Contra-Diversity-Argumente der Unternehmen
Contra-Diversity-Argumente der Unternehmen

Mehr als 50 Anti-Argumente füllten am Ende die virtuelle Pinwand. Sie beschreiben eine Kultur, wie sie nach wie vor den Alltag vieler deutscher Unternehmen bestimmt. „Wir haben es mit einer Kulturfrage zu tun“, stellt Maren Martschenko von der Initiative Digital Media Women fest. Diese Haltungen zu verändern, sei ein „ziemlich dickes Brett“, sagt Isabelle Hoyer, Gründerin des Woman-Leaderhip-Netzwerks Panda. Denn diese „sind wie sie sind, weil sie den Status Quo festigen“. Und es seien vor allem die derzeitigen überwiegend männlichen Entscheider, die von diesem System profitierten.

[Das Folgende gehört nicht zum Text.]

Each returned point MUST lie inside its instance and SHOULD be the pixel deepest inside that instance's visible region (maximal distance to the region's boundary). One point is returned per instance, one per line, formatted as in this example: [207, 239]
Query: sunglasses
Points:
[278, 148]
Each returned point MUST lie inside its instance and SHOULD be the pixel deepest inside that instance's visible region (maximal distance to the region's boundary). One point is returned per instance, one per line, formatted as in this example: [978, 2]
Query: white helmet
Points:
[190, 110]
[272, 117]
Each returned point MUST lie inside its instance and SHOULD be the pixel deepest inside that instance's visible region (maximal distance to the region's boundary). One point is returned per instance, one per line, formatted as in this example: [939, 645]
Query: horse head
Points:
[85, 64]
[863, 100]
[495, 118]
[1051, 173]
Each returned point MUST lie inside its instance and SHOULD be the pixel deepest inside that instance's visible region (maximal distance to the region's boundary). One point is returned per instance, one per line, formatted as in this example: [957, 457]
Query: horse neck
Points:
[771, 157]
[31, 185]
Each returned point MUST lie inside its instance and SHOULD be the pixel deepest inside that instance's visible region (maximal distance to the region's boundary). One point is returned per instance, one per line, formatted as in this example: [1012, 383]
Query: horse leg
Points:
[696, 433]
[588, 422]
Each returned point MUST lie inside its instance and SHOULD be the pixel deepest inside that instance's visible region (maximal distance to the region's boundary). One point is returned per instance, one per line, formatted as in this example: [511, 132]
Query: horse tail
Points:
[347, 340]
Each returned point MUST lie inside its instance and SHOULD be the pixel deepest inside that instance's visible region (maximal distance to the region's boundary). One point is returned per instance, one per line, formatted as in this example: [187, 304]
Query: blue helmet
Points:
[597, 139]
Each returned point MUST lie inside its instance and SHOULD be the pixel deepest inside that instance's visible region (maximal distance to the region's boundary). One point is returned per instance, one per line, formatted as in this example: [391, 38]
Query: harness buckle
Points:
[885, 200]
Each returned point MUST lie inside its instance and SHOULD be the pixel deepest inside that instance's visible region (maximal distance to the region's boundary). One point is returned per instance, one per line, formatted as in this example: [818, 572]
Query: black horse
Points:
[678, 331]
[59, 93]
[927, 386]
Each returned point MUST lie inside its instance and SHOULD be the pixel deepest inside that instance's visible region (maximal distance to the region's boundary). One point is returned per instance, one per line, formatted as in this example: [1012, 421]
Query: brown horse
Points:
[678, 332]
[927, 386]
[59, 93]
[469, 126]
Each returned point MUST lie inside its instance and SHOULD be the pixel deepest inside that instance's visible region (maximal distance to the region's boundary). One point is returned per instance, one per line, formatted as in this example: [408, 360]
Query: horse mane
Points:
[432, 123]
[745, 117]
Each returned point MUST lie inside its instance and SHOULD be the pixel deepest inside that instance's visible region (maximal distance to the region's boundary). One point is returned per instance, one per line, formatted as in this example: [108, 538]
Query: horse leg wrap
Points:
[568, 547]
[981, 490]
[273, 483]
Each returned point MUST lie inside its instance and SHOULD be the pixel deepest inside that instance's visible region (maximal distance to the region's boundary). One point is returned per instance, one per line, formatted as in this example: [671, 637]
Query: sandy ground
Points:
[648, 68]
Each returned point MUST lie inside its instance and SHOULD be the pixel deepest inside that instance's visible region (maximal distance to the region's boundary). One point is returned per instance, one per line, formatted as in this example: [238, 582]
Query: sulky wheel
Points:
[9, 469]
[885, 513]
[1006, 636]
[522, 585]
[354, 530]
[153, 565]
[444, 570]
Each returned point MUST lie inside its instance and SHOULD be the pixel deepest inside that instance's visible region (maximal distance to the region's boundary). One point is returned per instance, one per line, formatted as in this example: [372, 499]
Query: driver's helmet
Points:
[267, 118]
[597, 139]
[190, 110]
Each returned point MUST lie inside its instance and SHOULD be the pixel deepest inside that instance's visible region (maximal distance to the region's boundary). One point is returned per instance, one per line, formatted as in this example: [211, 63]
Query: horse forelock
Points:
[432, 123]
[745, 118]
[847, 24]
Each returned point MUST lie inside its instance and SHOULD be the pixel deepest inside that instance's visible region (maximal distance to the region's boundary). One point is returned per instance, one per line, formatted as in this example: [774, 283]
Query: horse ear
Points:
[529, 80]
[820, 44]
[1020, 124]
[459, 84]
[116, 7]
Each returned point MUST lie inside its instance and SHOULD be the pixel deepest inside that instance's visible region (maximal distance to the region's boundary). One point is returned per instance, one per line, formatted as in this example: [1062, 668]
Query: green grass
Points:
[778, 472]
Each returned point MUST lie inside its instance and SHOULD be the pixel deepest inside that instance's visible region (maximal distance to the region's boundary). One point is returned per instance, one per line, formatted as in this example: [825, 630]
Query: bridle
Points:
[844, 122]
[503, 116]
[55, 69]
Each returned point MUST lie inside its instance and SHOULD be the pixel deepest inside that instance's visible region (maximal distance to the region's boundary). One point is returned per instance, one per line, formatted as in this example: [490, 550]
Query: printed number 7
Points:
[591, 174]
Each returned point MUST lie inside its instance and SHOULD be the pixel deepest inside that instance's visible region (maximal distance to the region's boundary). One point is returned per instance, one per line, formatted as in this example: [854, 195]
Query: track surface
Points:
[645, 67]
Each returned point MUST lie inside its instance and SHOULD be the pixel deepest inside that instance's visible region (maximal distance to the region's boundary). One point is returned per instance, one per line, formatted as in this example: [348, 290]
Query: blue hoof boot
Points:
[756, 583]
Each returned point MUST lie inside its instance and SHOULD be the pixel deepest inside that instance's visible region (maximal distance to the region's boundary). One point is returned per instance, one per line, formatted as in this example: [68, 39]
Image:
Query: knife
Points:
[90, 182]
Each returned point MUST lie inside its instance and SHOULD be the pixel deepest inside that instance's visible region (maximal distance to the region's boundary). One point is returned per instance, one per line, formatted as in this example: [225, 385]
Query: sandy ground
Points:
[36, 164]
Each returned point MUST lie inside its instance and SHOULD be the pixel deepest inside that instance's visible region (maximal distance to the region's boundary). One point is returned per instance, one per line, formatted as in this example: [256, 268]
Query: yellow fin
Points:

In Deutschland sind die Vorstands- und Führungsetagen im internationalen Vergleich besonders monoton und männlich zusammengesetzt. Abhilfe schaffen könnten mehr Vorbilder und ManagerInnen beiderlei Geschlechts, die öffentlich für mehr Vielfalt eintreten. Die aber sind schwer zu finden, so die einhellige Erfahrung. „Viele erfolgreiche Top-Managerinnen sagen hinter vorgehaltener Hand: wenn ich mir dieses Fähnchen auch noch anhefte, habe ich es noch schwerer“, berichtet Hoyer. „Die Angst bei Männern, sich zu diesem Thema zu exponieren, ist womöglich noch größer“, vermutet Volker Baisch von der Initiative Väternetzwerk. „Viele männliche Führungskräfte schrecken immer noch zurück eine längere Elternzeit zu nehmen.“

Gleiche Karrierechancen für Frauen

Im Zentrum der Diskussion stehen gleiche Karrierechancen für Frauen. Vergleichbaren Sterotypen sehen sich auch Menschen mit Behinderung gegenüber, sagt Silke Georgi. Hier sei das Problem nur viel grundlegender. „Es geht weniger um eine Quote in den Vorständen oder Führungsebenen, sondern darum, dass Menschen mit Behinderungen überhaupt eingestellt werden“, betont die Projektleiterin bei der Inklusions-Initiative Sozialheld*innen. Die Ausgleichsabgabe, die Unternehmen zahlen müssen, wenn sie nicht die gesetzlich vorgeschriebene Anzahl Schwerbehinderter einstellen, sei „viel zu niedrig“. Die Möglichkeit, sich mit Abgabe oder der Auftragsvergabe an Behindertenwerkstätten freizukaufen, verhindere letztlich echte Inklusion, sagt Georgi. „Das verfestigt nur das System“.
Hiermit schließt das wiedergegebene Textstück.